Partijen stellen vast dat zij tot en met het jaar van scheiding fiscaal partners zijn. Tot en met dat jaar zullen zij in overleg met elkaar de aangiftes inkomstenbelasting (laten) doen. De aanslagen inkomstenbelasting die betrekking hebben op de jaren waarin men fiscaal partner was komen voor rekening van beide partijen ieder voor de helft, zodra de aanslag onherroepelijk vast staat. Eventuele teruggaven over deze periode zullen door partijen bij helfte worden gedeeld.

Deze standaardbepaling leidt in diverse situaties tot grote financiële tegenvallers. Deze tegenvallers manifesteren zich vaak pas geruime tijd na de scheiding. Door het niet goed inregelen van de fiscale afspraken lijdt de scheidingsconsument onnodig schade.

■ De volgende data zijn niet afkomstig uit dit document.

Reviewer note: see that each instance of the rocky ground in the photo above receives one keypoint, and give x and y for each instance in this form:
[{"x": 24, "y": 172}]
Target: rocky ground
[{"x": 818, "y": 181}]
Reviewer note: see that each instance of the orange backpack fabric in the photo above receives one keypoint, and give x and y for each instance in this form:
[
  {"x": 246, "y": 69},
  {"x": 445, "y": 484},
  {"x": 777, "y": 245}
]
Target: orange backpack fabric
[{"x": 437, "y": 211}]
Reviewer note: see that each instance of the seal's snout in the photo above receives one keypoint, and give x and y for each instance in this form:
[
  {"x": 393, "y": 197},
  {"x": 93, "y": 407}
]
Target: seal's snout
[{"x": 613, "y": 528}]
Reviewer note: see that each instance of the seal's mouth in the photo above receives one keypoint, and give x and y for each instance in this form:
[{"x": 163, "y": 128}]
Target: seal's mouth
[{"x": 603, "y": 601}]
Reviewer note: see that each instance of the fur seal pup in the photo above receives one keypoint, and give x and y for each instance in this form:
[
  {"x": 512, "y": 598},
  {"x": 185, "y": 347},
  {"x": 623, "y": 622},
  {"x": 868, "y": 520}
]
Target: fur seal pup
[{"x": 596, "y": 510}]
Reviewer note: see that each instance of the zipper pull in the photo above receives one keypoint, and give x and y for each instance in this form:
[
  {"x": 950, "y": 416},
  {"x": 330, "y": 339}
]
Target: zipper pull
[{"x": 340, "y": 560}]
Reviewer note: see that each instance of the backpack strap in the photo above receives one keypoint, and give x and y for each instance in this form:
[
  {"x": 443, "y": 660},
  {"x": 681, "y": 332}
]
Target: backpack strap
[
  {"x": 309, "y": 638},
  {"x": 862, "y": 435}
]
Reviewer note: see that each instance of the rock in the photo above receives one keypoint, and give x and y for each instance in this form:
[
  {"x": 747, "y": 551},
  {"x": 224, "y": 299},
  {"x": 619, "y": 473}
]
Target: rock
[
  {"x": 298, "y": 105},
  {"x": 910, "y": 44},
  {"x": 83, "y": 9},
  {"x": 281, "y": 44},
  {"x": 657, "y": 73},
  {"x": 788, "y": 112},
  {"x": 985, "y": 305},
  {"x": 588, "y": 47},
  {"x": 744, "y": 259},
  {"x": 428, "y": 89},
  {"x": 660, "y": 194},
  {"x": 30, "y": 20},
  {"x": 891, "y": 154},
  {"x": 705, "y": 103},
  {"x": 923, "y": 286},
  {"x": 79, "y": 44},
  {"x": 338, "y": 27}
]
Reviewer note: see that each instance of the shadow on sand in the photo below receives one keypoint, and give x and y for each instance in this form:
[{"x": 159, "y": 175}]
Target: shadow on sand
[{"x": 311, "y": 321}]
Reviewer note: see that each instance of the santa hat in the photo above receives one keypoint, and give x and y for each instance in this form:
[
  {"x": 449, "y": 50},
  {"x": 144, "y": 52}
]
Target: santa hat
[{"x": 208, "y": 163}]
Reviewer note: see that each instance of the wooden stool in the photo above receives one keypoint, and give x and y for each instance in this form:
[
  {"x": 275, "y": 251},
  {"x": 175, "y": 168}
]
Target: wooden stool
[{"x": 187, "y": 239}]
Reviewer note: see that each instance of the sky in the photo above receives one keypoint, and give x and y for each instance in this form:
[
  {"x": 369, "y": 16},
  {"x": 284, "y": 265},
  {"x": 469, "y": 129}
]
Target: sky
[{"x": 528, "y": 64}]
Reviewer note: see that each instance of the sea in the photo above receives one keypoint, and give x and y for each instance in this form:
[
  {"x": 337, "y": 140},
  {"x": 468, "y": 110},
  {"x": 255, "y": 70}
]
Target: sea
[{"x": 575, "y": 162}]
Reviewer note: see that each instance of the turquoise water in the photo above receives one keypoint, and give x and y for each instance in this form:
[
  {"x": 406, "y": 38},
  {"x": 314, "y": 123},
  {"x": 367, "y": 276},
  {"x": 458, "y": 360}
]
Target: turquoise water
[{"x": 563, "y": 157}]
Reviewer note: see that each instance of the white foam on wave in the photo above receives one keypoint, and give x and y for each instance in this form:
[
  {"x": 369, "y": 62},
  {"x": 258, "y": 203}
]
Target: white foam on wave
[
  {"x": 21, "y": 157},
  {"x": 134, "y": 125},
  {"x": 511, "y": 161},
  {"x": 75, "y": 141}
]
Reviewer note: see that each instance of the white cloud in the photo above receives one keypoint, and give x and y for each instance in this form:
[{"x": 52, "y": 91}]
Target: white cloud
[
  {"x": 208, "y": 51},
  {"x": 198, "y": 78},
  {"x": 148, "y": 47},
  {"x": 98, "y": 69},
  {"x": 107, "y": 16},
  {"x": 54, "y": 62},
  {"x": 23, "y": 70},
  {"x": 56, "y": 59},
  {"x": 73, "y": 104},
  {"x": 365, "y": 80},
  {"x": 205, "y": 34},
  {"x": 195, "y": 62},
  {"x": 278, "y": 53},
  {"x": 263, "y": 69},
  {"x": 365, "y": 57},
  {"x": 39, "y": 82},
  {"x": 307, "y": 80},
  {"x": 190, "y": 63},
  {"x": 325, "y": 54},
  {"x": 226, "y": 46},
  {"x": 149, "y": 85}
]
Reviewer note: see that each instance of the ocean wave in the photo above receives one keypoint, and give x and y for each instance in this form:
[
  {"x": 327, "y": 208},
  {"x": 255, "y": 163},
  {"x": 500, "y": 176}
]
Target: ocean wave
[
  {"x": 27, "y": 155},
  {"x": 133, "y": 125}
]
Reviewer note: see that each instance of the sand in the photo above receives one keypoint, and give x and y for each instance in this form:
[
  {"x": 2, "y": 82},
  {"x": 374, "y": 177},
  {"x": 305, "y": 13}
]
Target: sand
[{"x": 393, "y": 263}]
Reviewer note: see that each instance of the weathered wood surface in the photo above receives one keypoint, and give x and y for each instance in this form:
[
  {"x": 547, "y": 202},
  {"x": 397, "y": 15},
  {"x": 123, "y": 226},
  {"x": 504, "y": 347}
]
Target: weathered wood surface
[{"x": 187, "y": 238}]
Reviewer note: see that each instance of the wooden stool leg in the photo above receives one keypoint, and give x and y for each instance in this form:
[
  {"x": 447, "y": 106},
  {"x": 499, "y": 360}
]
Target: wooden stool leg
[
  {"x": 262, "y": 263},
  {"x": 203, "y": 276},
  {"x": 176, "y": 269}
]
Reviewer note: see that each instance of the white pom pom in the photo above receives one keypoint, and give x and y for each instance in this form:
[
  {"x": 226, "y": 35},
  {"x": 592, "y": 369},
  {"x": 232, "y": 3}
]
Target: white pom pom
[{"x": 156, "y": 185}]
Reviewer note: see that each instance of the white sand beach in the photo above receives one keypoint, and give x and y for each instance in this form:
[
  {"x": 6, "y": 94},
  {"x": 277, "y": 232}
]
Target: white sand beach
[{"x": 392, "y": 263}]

In dit artikel wordt aan de hand van een praktijkvoorbeeld aangetoond dat de bovengenoemde veelgebruikte standaard tekst in de fiscale paragraaf zeer onredelijk kan uitpakken voor uw client.  Na het lezen van dit artikel bent u beter in staat om de knelpunten te herkennen. Door het verbeteren van de fiscale afspraken kunnen deze problemen worden voorkomen. 

 

Praktijkcasus

Hugo en Mireille zijn in 2000 getrouwd in algehele gemeenschap van goederen. Samen hebben zij zoon Sem van 8 jaar oud.  Naast de woning en hypotheek bevat de gemeenschap van goederen geen noemenswaardig vermogen. Hugo heeft tijdens het huwelijk een erfenis van € 500.000 onder uitsluitingsclausule ontvangen. Dit behoort tot zijn privévermogen.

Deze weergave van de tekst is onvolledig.